Au Congo, cette expression est autrement utilisée dans le vocabulaire populaire. Ici, en effet, « le lit d’hôpital » (en lingala «« Mobali azali mbeto ya l’hôpital »)  renvoie à l’homme. Notamment à l’homme marié qui, selon les inventeurs de l’expression, n’est pas né pour une femme. L’homme, même marié, appartient à toute femme.  

En réalité, l’expression a une valeur homéopathique pour faire accepter aux femmes l’éventuelle condition de « femmes trahies ». Elle canonise la polygamie des hommes. Celle-ci doit être acceptée par les femmes comme une réalité sociale dictée par les traditions.

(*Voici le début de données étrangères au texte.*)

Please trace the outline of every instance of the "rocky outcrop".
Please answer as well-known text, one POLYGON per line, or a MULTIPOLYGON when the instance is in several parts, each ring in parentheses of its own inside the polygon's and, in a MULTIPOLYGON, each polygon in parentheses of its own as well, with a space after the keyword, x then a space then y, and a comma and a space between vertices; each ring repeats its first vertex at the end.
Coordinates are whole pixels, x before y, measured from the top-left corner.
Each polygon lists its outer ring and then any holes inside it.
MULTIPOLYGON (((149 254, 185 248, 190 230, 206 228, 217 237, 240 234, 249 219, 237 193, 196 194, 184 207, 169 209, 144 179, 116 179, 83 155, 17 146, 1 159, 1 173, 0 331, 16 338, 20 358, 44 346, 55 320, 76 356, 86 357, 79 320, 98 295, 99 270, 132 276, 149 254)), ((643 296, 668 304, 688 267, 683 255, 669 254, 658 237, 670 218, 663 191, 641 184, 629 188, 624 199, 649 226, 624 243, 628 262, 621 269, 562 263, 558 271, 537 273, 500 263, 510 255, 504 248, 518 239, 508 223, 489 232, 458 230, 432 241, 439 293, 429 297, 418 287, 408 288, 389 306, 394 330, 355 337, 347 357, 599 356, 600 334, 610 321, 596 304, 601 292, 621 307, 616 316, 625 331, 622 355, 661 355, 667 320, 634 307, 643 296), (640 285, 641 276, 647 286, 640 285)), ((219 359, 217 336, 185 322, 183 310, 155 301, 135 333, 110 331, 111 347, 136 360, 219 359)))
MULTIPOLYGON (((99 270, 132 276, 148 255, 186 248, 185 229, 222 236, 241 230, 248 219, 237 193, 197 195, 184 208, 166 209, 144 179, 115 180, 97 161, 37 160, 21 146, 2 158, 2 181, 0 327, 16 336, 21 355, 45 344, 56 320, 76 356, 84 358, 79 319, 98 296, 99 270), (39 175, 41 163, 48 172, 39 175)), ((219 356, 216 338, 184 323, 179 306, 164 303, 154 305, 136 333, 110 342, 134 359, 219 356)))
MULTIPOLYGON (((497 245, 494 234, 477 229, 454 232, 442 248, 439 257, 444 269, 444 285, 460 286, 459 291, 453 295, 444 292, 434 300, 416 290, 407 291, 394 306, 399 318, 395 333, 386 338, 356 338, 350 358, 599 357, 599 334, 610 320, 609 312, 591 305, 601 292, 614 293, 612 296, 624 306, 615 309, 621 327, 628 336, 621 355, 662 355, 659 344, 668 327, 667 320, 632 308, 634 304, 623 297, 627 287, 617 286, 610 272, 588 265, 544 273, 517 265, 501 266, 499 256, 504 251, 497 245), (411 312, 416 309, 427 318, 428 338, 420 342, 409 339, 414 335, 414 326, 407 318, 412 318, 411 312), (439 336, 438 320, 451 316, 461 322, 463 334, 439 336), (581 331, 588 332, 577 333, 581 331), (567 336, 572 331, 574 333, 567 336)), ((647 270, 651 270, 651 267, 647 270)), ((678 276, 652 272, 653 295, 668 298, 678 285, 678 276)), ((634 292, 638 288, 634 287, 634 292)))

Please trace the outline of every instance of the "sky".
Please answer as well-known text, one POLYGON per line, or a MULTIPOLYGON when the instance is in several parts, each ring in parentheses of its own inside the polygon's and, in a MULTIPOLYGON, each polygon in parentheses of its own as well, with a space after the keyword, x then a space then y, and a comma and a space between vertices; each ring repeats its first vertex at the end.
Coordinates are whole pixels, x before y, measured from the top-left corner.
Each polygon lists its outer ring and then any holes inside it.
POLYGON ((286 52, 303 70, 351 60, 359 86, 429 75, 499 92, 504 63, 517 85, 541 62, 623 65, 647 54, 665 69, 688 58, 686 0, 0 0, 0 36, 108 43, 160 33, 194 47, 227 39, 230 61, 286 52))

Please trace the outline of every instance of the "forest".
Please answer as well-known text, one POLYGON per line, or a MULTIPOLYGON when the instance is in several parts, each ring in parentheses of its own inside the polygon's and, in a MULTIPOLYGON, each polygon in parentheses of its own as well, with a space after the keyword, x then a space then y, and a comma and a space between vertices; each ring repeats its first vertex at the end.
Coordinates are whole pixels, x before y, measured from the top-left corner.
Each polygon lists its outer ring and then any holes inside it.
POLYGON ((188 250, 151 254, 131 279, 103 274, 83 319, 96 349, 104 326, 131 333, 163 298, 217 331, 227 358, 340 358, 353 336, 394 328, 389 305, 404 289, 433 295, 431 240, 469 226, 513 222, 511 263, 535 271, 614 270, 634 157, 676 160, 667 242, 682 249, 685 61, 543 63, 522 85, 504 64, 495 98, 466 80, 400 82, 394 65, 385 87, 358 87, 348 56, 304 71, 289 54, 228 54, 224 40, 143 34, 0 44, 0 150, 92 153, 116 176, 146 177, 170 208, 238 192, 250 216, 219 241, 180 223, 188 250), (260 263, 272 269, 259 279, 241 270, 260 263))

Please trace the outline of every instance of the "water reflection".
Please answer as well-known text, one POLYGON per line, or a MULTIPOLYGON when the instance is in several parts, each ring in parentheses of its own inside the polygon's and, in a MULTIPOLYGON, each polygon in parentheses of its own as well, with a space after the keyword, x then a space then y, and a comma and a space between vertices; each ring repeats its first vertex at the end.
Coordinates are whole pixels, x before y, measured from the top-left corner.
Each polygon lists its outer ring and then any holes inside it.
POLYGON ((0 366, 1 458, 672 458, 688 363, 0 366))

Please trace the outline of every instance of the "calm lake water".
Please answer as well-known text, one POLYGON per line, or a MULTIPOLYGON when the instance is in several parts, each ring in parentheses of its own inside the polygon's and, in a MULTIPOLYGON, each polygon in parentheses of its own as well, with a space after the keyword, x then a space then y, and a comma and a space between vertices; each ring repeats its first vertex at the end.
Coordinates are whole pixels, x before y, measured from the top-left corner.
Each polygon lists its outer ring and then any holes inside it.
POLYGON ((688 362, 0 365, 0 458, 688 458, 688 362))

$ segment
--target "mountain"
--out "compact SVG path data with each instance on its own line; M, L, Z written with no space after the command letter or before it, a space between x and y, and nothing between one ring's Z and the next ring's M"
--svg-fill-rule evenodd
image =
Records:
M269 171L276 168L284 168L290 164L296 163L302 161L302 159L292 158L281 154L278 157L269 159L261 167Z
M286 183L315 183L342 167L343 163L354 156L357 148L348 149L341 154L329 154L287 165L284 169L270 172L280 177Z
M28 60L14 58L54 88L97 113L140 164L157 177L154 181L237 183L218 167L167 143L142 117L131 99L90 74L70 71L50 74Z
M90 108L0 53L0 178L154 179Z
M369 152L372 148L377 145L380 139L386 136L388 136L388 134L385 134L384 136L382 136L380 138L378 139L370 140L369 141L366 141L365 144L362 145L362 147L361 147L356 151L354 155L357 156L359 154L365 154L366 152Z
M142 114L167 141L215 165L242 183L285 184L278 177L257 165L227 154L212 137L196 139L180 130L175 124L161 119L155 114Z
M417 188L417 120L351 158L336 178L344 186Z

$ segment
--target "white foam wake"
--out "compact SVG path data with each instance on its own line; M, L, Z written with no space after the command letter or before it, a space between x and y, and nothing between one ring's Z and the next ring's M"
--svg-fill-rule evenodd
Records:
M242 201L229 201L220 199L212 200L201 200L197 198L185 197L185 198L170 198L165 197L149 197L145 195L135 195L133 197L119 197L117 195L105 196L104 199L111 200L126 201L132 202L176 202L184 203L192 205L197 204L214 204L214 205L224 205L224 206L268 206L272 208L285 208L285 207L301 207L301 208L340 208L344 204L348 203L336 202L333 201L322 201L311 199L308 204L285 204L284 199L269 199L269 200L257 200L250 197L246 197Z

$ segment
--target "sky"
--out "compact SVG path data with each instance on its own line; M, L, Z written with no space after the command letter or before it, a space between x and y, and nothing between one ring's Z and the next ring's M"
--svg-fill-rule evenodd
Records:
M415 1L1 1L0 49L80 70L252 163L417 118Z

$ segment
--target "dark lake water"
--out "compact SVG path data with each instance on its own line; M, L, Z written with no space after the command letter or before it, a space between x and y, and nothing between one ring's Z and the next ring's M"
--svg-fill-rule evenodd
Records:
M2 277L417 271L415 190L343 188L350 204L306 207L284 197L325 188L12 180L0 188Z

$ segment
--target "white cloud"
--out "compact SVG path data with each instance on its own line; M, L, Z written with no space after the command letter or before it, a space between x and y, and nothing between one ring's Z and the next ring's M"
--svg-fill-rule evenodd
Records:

Vue sous cet angle, l’expression « le lit d’hôpital » n’est en rien réductrice ou péjorative dès lors que la polygamie est autorisée par le code de la famille. C’est à ce titre que la question est toujours inscrite parmi celles que les officiers d’état civil posent aux candidats au mariage s’ils optent pour la monogamie ou la polygamie.

Cependant, bien retournée, on comprend que derrière cette expression se cache l’idée insidieuse de pousser la femme mariée dans la rue. Parce que « l’homme est un lit d’hôpital » sur lequel chacun, plutôt chacune, peut se coucher, alors pourquoi lui faire confiance et lui vouer fidélité ?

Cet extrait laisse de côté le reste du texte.